Besluit van 11 mei 1999, houdende wijziging van het Bestrijdingsmiddelenbesluit in verband met de instelling van een College voor de toelating van bestrijdingsmiddelen

Wij Beatrix, bij de gratie Gods, Koningin der Nederlanden, Prinses van Oranje-Nassau, enz. enz. enz.

Op de voordracht van de Staatssecretaris van Landbouw, Natuurbeheer en Visserij van 5 februari 1999, nr. TRCJZ/1999/2478, Directie Juridische Zaken, gedaan in overeenstemming met Onze Minister van Volksgezondheid, Welzijn en Sport, Onze Minister van Volkshuisvesting, Ruimtelijke Ordening en Milieubeheer en de Staatssecretaris van Sociale Zaken en Werkgelegenheid, drs. J. F. Hoogervorst;

Gelet op artikel 15 van de Bestrijdingsmiddelenwet 1962;

De Raad van State gehoord (advies van 29 maart 1999, no. W11.99.0112/V);

Gezien het nader rapport van de Staatssecretaris van Landbouw, Natuurbeheer en Visserij van 26 april 1999, TRCJZ/1999/4042, Directie Juridische Zaken, uitgebracht in overeenstemming met Onze Minister van Volksgezondheid, Welzijn en Sport, Onze Minister van Volkshuisvesting, Ruimtelijke Ordening en Milieubeheer en de Staatssecretaris van Sociale Zaken en Werkgelegenheid, drs.
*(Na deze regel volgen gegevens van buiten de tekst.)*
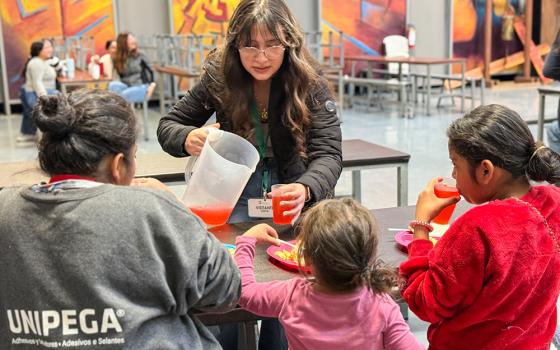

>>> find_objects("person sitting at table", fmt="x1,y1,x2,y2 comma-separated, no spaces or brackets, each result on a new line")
90,40,117,79
0,90,241,350
16,39,58,146
235,198,423,350
109,33,156,103
543,31,560,154
157,0,342,223
400,105,560,349
157,0,342,350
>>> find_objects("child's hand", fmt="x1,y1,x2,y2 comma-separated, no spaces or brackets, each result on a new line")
416,177,461,222
243,224,279,245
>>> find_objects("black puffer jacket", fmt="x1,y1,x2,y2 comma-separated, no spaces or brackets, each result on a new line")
157,51,342,201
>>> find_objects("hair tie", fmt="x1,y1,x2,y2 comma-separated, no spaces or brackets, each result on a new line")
529,145,546,163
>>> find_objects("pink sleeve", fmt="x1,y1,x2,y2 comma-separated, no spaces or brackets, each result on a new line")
235,236,294,317
381,295,424,350
400,213,487,323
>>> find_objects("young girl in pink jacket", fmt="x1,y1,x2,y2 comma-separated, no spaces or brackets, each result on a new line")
235,199,422,350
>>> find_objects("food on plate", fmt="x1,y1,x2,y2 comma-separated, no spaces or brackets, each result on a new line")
274,243,305,265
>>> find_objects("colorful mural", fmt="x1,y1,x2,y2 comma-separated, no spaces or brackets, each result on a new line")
173,0,240,34
0,0,115,99
321,0,406,59
453,0,525,69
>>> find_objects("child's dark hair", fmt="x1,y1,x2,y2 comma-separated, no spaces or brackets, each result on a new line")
33,89,137,176
447,104,560,183
298,198,398,293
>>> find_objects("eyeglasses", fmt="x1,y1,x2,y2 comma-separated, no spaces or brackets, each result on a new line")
239,45,285,60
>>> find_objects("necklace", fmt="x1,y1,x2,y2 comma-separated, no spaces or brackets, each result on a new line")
255,94,268,123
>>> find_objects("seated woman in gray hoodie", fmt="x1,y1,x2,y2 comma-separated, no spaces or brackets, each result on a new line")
0,90,241,349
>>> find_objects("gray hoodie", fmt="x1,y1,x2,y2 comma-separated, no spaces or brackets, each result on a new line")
0,185,240,349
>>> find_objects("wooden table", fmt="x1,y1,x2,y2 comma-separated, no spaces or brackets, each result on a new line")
57,69,111,93
344,55,466,115
0,140,410,206
196,201,471,349
154,65,201,115
537,87,560,141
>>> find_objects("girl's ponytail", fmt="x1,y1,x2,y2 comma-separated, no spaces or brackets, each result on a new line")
525,142,560,183
361,260,399,293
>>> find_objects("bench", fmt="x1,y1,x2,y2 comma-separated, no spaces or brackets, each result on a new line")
0,140,410,206
410,73,486,109
537,87,560,141
342,75,416,116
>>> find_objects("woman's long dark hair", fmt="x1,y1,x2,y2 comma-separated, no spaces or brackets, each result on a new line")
21,39,47,79
210,0,320,158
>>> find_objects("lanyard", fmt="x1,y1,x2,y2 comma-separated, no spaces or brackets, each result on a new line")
31,174,103,193
250,98,270,198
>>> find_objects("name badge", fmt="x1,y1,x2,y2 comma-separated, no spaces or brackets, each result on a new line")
247,198,272,218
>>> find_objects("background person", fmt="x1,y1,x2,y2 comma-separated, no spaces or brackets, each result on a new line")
109,33,156,103
543,31,560,152
91,40,117,79
16,39,58,145
0,90,240,350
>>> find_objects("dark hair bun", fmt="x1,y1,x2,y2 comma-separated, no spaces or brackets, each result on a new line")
526,146,560,184
33,94,78,138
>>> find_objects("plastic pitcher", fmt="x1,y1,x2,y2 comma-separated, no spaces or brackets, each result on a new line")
183,128,259,225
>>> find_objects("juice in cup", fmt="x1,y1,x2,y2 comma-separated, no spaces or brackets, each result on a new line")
271,184,294,225
189,207,233,225
432,178,459,225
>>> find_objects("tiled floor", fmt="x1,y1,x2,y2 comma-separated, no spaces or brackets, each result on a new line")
0,83,558,344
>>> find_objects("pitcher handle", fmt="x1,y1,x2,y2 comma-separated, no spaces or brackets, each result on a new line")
185,156,198,183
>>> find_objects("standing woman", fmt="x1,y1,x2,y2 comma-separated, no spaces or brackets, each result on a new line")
543,31,560,152
16,39,57,144
109,33,156,102
157,0,342,223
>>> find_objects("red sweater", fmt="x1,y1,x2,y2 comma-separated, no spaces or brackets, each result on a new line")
400,186,560,350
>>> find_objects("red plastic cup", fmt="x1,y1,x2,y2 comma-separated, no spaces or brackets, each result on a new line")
271,184,294,225
432,178,459,225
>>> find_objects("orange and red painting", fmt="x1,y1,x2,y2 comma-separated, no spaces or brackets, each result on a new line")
453,0,525,69
321,0,406,59
173,0,240,35
0,0,115,99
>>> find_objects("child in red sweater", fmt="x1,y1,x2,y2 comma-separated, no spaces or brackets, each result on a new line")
400,105,560,349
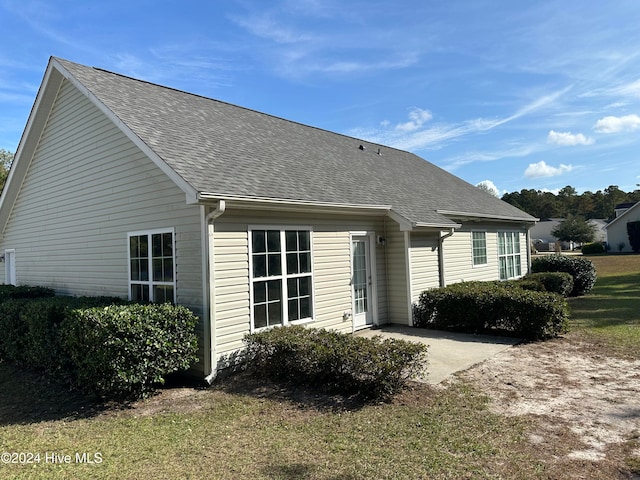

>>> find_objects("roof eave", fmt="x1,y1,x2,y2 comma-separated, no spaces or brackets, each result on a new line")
436,210,540,223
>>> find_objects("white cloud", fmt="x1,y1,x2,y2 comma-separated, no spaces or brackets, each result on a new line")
476,180,500,197
593,114,640,133
396,108,433,132
547,130,594,147
347,87,571,151
524,160,573,178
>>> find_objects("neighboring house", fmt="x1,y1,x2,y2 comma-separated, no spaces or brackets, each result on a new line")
0,58,535,379
606,202,640,253
529,218,607,251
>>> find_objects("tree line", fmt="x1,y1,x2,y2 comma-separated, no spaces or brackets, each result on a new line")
502,185,640,220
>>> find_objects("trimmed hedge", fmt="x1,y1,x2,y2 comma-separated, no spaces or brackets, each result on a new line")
414,282,568,340
0,284,55,303
244,325,427,400
61,304,197,399
520,272,573,297
0,292,197,400
531,255,597,297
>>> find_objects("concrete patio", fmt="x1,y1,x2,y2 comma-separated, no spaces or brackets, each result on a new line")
356,325,520,385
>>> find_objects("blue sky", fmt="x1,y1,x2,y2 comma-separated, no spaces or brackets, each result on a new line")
0,0,640,193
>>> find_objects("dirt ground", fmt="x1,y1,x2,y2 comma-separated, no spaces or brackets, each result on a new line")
456,339,640,478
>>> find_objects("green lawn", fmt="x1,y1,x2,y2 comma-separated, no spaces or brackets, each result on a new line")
0,256,640,480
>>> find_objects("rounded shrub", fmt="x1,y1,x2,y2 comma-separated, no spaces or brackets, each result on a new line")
531,255,597,297
414,282,568,340
61,304,197,399
244,325,427,400
521,272,573,297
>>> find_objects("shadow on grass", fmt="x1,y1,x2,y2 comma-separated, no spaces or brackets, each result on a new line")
569,273,640,328
264,463,355,480
0,361,108,426
214,371,371,412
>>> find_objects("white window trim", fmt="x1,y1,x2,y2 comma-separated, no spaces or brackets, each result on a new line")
126,227,177,303
496,230,524,280
470,230,489,268
4,248,17,285
247,225,316,333
349,230,380,332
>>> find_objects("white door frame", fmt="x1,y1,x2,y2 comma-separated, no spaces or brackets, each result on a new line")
4,248,16,285
349,231,378,331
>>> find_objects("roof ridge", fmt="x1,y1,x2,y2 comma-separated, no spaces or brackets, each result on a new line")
66,58,410,156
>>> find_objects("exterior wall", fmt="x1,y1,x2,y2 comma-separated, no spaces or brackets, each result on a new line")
409,232,440,303
386,221,410,325
0,81,203,364
443,223,529,285
213,210,388,359
607,204,640,253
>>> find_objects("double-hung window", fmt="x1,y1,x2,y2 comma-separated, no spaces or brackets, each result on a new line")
249,228,313,329
127,229,176,303
471,232,487,267
498,232,522,280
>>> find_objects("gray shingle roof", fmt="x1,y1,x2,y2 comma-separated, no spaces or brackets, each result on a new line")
55,59,533,226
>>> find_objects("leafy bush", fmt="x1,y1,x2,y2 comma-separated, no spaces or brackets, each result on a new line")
0,298,29,365
414,282,568,340
582,242,605,255
20,297,124,378
0,296,123,376
531,255,597,297
522,272,573,297
627,221,640,253
61,304,197,399
244,326,427,400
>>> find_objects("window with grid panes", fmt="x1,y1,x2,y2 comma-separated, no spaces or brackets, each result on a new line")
498,232,522,280
250,229,313,329
471,232,487,266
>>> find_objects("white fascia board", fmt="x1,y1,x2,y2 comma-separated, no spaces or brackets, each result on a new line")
436,210,540,223
0,60,62,235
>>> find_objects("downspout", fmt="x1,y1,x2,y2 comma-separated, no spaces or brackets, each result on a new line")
438,228,454,287
205,200,227,384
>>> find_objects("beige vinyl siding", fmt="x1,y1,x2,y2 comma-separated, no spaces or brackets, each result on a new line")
386,221,409,325
607,210,640,253
409,232,440,302
214,210,386,359
2,81,202,360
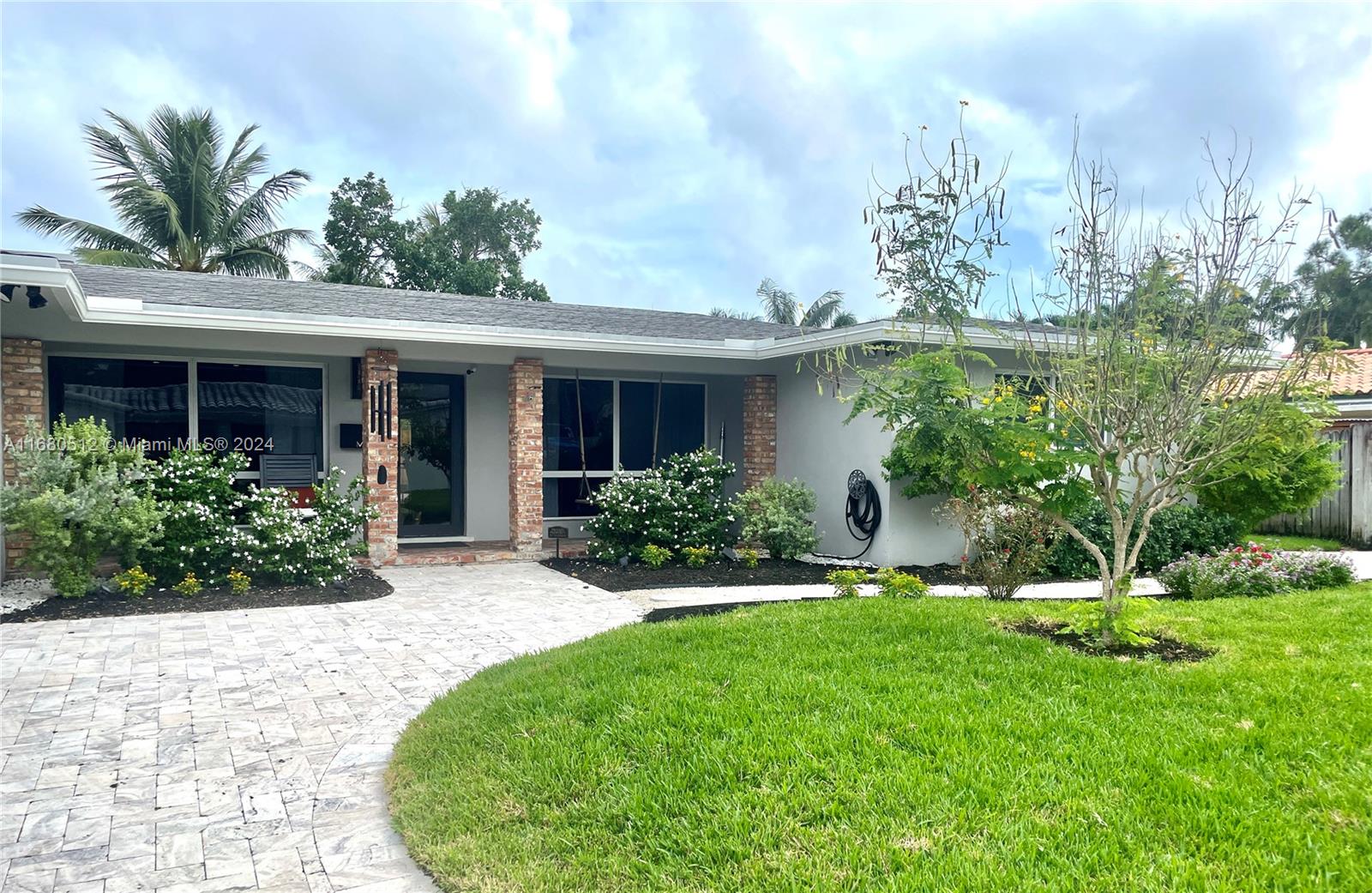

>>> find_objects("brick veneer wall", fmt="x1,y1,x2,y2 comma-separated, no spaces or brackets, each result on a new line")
0,337,44,570
743,376,777,488
362,348,400,565
510,359,544,552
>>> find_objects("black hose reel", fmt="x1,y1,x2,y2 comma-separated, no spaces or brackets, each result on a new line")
818,468,881,561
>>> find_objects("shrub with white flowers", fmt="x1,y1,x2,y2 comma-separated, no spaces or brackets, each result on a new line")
586,447,736,561
238,468,376,586
142,447,250,586
146,449,370,586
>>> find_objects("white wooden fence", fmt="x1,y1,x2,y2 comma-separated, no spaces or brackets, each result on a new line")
1258,421,1372,546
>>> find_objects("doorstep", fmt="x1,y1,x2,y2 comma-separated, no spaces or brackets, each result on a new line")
393,539,586,566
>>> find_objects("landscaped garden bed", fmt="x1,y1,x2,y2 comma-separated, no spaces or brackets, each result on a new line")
544,558,972,593
0,568,394,623
1006,618,1214,662
0,417,378,623
388,584,1372,893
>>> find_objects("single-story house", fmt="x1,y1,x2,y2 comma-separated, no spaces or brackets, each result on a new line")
1329,347,1372,419
0,251,1032,573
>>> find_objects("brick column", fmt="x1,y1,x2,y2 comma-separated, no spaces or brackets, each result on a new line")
0,337,46,570
362,347,400,565
510,359,544,552
743,376,777,488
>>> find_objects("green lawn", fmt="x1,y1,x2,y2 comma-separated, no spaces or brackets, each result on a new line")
1243,534,1343,552
388,584,1372,893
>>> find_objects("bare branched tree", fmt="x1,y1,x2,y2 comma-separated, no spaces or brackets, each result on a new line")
1018,134,1319,618
863,101,1010,334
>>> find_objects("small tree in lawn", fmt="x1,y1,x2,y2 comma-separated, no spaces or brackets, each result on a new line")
853,115,1319,645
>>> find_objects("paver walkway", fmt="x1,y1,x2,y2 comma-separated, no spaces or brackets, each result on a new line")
0,564,642,893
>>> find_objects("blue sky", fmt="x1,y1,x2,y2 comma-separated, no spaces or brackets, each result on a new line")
0,3,1372,318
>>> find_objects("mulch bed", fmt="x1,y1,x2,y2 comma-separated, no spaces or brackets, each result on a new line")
0,568,394,623
1004,618,1214,664
544,558,967,593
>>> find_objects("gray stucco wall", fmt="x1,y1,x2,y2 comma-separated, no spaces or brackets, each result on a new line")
773,351,1015,565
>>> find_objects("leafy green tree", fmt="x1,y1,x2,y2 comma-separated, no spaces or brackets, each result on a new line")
757,279,858,329
1194,401,1343,529
15,106,310,279
709,307,763,323
302,172,403,287
306,179,551,300
1281,211,1372,347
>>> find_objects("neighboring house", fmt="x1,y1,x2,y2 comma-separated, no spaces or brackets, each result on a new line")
0,252,1032,573
1329,347,1372,419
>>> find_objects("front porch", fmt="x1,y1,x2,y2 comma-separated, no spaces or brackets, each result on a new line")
391,539,586,566
361,348,777,566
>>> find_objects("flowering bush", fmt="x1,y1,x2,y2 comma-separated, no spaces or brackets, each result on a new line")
638,545,672,570
938,488,1056,600
148,449,370,587
1158,542,1353,598
172,572,204,598
825,568,867,598
736,477,819,558
114,564,153,597
876,568,929,598
225,568,252,595
146,449,252,583
586,449,734,561
0,416,162,598
242,468,375,586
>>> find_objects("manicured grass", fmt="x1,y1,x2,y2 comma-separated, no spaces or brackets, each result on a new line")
389,584,1372,891
1244,534,1343,552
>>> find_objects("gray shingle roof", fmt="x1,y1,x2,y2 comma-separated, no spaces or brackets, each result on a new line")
66,263,798,341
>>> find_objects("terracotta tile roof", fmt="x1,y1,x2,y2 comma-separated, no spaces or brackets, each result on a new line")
1329,347,1372,396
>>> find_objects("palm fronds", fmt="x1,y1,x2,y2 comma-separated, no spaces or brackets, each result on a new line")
16,106,310,279
757,279,858,329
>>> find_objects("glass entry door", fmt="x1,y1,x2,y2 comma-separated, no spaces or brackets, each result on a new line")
396,371,466,538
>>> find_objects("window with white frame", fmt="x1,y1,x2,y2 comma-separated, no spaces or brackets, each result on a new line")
48,355,324,479
48,357,190,456
544,376,705,518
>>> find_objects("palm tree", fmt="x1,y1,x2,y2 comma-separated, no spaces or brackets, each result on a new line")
15,106,310,279
757,279,858,329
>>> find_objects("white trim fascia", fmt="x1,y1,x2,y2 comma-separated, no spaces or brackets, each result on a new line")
0,262,1278,359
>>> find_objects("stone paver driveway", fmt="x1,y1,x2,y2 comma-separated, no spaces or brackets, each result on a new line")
0,564,641,893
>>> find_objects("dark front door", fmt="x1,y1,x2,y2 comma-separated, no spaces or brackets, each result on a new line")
396,371,466,536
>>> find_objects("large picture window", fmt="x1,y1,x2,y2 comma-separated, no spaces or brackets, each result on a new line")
48,357,190,456
196,362,324,470
48,355,324,477
544,377,705,518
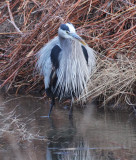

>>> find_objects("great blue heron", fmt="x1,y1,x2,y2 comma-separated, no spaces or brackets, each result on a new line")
36,23,95,116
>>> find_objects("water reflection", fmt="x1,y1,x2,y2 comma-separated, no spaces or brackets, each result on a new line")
0,94,136,160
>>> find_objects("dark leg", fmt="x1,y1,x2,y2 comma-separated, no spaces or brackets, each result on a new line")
48,97,55,117
69,99,73,118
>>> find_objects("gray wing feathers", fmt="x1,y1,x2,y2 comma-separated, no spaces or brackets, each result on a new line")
36,36,60,89
84,45,96,74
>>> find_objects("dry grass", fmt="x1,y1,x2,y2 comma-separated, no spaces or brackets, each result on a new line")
0,0,136,107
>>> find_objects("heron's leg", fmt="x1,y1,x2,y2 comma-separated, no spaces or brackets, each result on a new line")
48,97,55,117
69,98,73,117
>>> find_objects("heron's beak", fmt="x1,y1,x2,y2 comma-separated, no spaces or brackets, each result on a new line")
70,33,86,45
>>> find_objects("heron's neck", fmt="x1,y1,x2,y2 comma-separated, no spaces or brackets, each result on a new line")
59,37,73,49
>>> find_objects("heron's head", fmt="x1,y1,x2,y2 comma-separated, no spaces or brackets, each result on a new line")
58,23,86,45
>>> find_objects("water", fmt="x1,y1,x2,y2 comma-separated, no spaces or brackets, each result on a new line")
0,96,136,160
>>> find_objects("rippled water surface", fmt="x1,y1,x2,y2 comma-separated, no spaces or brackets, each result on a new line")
0,96,136,160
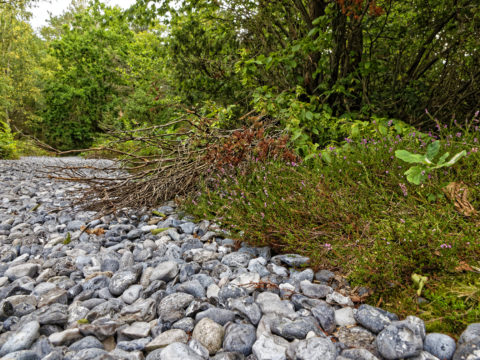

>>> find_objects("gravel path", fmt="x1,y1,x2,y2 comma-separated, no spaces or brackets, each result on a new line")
0,158,480,360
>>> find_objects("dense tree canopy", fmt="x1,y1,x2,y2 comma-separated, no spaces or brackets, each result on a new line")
0,0,480,150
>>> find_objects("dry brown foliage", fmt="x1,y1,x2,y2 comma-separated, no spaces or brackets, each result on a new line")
50,112,296,214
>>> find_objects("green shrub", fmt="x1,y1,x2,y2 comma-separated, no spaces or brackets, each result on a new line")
0,121,17,159
185,123,480,333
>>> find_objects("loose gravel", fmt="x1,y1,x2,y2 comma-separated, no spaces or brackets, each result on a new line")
0,158,480,360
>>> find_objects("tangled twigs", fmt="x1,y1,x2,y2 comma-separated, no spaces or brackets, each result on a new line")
45,114,296,214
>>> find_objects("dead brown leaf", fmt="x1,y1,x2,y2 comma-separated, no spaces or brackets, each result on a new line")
455,261,474,272
442,181,477,217
80,226,105,236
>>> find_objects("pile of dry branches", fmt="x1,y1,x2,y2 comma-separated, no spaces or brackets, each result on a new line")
47,114,296,214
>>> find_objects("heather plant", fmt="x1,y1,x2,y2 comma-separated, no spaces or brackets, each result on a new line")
184,119,480,334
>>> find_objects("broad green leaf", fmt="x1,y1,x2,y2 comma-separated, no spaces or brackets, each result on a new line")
426,141,440,161
445,150,467,166
435,151,450,169
322,151,332,164
405,166,426,185
395,150,425,164
412,273,428,296
378,125,388,136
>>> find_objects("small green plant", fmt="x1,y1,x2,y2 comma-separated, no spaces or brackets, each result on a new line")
412,273,428,296
152,210,166,217
151,228,168,235
63,233,72,245
395,141,467,185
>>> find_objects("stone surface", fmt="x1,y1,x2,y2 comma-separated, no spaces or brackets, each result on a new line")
355,304,398,334
423,333,457,360
223,324,257,356
377,321,423,360
192,318,225,355
145,329,188,351
0,321,40,356
0,158,474,360
295,337,337,360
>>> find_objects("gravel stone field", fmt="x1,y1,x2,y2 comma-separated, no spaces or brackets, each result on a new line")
0,157,480,360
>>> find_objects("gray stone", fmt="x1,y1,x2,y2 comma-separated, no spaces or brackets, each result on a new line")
150,261,179,282
122,285,143,304
311,302,337,334
68,336,104,351
100,258,120,273
453,339,480,360
72,349,115,360
172,317,195,333
342,349,378,360
179,222,195,235
195,308,235,326
223,323,257,356
120,321,151,339
157,293,194,323
252,335,288,360
300,280,333,299
295,337,337,360
290,269,313,282
145,329,188,351
377,320,423,360
127,229,143,240
177,280,206,299
255,291,296,319
48,329,82,346
326,291,353,307
355,304,398,334
222,251,252,268
82,275,110,290
108,266,142,296
67,220,85,232
1,350,40,360
188,339,209,360
0,321,40,356
408,351,441,360
335,307,356,326
192,318,224,355
271,254,310,267
78,318,122,340
5,263,40,281
117,298,157,323
117,337,152,352
315,270,335,283
336,326,376,352
270,316,318,340
229,296,262,325
423,333,457,360
150,343,204,360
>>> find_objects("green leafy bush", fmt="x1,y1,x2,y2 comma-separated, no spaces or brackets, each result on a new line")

J. F. Hoogervorst;

Hebben goedgevonden en verstaan:

Artikel I

In artikel 18, eerste lid, van het Bestrijdingsmiddelenbesluit1 worden de woorden: «of vanwege Onze betrokken Minister» vervangen door: het college.

Artikel II

Dit besluit treedt in werking op het tijdstip waarop artikel I, onderdeel A, van de Wet van 12 november 1998 tot wijziging van de Bestrijdingsmiddelenwet 1962 in verband met de instelling van een College voor de toelating van bestrijdingsmiddelen (Stb. 689) in werking treedt.

Lasten en bevelen dat dit besluit met de daarbij behorende nota van toelichting in het Staatsblad zal worden geplaatst.

histnoot

's-Gravenhage, 11 mei 1999

Beatrix

De Staatssecretaris van Landbouw, Natuurbeheer en Visserij,

G. H. Faber

Uitgegeven de achtste juni 1999

De Minister van Justitie,

A. H. Korthals

NOTA VAN TOELICHTING

Het Bestrijdingsmiddelenbesluit wordt gewijzigd in verband met de instelling van het College voor de toelating van bestrijdingsmiddelen (hierna: het college) als voorzien in de Wet van 12 november 1998 tot wijziging van de Bestrijdingsmiddelenwet 1962 in verband met de instelling van een College voor de toelating van bestrijdingsmiddelen Stb.  689). Op basis van deze wijziging kan door het college ten aanzien van bestrijdingsmiddelen, welke kennelijk in een proefstadium verkeren, ontheffing worden verleend van de in de artikelen 2 en 10 van de Bestrijdingsmiddelenwet 1962 gestelde verboden. Het betreft hier onder andere het verbod niet toegelaten middelen te gebruiken en het verbod bestrijdingsmiddelen in strijd met het wettelijk gebruiksvoorschrift te gebruiken. Het college is thans op basis van artikel 1, eerste lid, onderdeel g, van het Mandaatbesluit College voor de Toelating van Bestrijdingsmiddelen al feitelijk met het verlenen van deze ontheffing belast.

De Staatssecretaris van Landbouw, Natuurbeheer en Visserij,

G. H. Faber


XNoot
1

Stb. 1964, 328, laatstelijk gewijzigd bij besluit van 23 september 1998, Stb. 615.

XHistnoot

Het advies van de Raad van State wordt niet openbaar gemaakt op grond van artikel 25a, vijfde lid jo vierde lid, onder b van de Wet op de Raad van State, omdat het uitsluitend opmerkingen van redactionele aard bevat.